Second, the district court, when making its Guidelines calculation, did not err in finding that the trafficking conspiracy involved 18 kilograms of cocaine and five kilograms of heroin. As Cook effectively admits in his challenge to the district court's quantity instruction, the evidence was more than sufficient to sustain the district court's finding. And although the jury did not convict Cook of conspiring to distribute this amount, we have repeatedly held that “even acquitted conduct may be treated as relevant for purposes of Guidelines calculations ‘so long as that conduct has been proved by a preponderance of the evidence.’ ” United States v. Jones, 531 F.3d 163, 176 (2d Cir. 2008) (quoting United States v. Watts, 519 U.S. 148, 157 (1997) (per curiam)).
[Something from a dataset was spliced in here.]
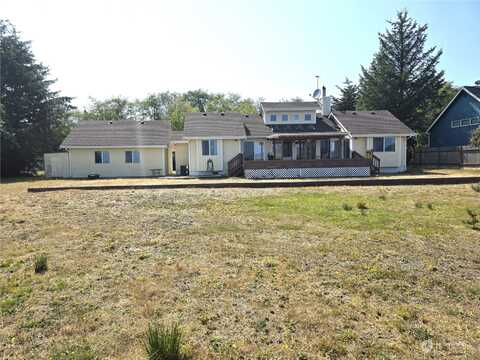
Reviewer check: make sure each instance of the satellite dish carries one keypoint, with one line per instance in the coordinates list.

Third, we find no error in the district court's decision not to grant Cook an offense level adjustment for acceptance of responsibility. See U.S.S.G. § 3E1.1(a) (“If the defendant clearly demonstrates acceptance of responsibility for his offense, decrease the offense level by 2 levels.”). “Whether the defendant has accepted responsibility is a factual question, and ‘[a] district court's determination in this regard should not be disturbed unless it is “without foundation.” ’ ” United States v. Harris, 13 F.3d 555, 557 (2d Cir. 1994) (quoting United States v. Irabor, 894 F.2d 554, 557 (2d Cir. 1990)). Here, the district court found that Cook did not qualify for the adjustment because he attempted to downplay his willingness to use violence and because he attempted to shift the blame for his conduct to the government's informant. Cook has not demonstrated that these findings, or the district court's ultimate conclusion that Cook did not accept responsibility, were clearly erroneous. Accordingly, we affirm the district court's ruling.

IV. Conclusion

We have considered all of Cook's arguments and find in them no basis for reversal. Accordingly, for the foregoing reasons, the judgment of the district court is AFFIRMED.